Network Working Group                                          M. Kerwin
Internet-Draft                                                       QUT
Intended status: Standards Track                           July 29, 2013
Expires: January 30, 2014

The 'file' URI Scheme
draft-kerwin-file-scheme-06

Abstract

This document specifies the file Uniform Resource Identifier (URI)
scheme that was originally specified in [RFC1738].  The purpose of
this document is to keep the information about the scheme on
standards track, since [RFC1738] has been made obsolete, and to
promote interoperability by resolving disagreements between various
implementations.

This draft should be discussed on its github project page [github].

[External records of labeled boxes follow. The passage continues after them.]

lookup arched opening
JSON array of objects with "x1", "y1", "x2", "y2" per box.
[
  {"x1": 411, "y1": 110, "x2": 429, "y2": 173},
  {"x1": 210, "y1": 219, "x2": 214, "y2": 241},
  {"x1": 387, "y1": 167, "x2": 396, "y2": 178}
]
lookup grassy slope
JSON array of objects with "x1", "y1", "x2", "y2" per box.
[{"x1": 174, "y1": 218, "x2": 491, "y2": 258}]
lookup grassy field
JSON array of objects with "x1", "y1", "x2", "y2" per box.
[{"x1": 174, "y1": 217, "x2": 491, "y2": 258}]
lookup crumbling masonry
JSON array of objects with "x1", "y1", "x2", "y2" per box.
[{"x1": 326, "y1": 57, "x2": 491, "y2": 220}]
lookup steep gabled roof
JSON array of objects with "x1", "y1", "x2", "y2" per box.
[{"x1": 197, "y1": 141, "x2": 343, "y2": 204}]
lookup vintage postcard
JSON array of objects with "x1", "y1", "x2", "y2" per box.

1.  Introduction  . . . . . . . . . . . . . . . . . . . . . . . .   3
1.1.  History . . . . . . . . . . . . . . . . . . . . . . . . .   3
1.2.  Conventions and Terminology . . . . . . . . . . . . . . .   4
2.  Scheme Definition . . . . . . . . . . . . . . . . . . . . . .   4
2.1.  Syntax  . . . . . . . . . . . . . . . . . . . . . . . . .   5
3.  Implementation Notes  . . . . . . . . . . . . . . . . . . . .   6
3.1.  Hierarchical Structure  . . . . . . . . . . . . . . . . .   6
3.2.  Relative file paths . . . . . . . . . . . . . . . . . . .   7
3.3.  Drives, drive letters, mount points, file system root . .   7
3.4.  UNC File Paths  . . . . . . . . . . . . . . . . . . . . .   8
3.5.  Namespaces  . . . . . . . . . . . . . . . . . . . . . . .   9
4.  Encoding and Character Set Considerations . . . . . . . . . .   9
5.  Security Considerations . . . . . . . . . . . . . . . . . . .  10
6.  IANA Considerations . . . . . . . . . . . . . . . . . . . . .  10
6.1.  URI Scheme Name . . . . . . . . . . . . . . . . . . . . .  10
6.2.  Status  . . . . . . . . . . . . . . . . . . . . . . . . .  10
6.3.  URI Scheme Syntax . . . . . . . . . . . . . . . . . . . .  10
6.4.  URI Scheme Semantics  . . . . . . . . . . . . . . . . . .  11
6.5.  Encoding Considerations . . . . . . . . . . . . . . . . .  11
6.6.  Applications/Protocols That Use This URI Scheme Name  . .  11
6.7.  Interoperability Considerations . . . . . . . . . . . . .  12
6.8.  Security Considerations . . . . . . . . . . . . . . . . .  12
6.9.  Contact . . . . . . . . . . . . . . . . . . . . . . . . .  12
6.10. Author/Change Controller  . . . . . . . . . . . . . . . .  12
6.11. References  . . . . . . . . . . . . . . . . . . . . . . .  12
7.  Acknowledgements  . . . . . . . . . . . . . . . . . . . . . .  13
8.  References  . . . . . . . . . . . . . . . . . . . . . . . . .  13
8.1.  Normative References  . . . . . . . . . . . . . . . . . .  13
8.2.  Informative References  . . . . . . . . . . . . . . . . .  14
Author's Address  . . . . . . . . . . . . . . . . . . . . . . . .  15

1.  Introduction

The 'file' URI scheme has historically had little or no
interoperability between platforms.  Further, implementers on a
single platform have often disagreed on the syntax to use for a
particular filesystem.  This document attempts to resolve those
problems, and define a standard scheme which is interoperable between
different extant and future implementations.  Additionally, it aims
to ease implementation by conforming to a general syntax that allows
existing URI parsing machinery to parse 'file' URIs.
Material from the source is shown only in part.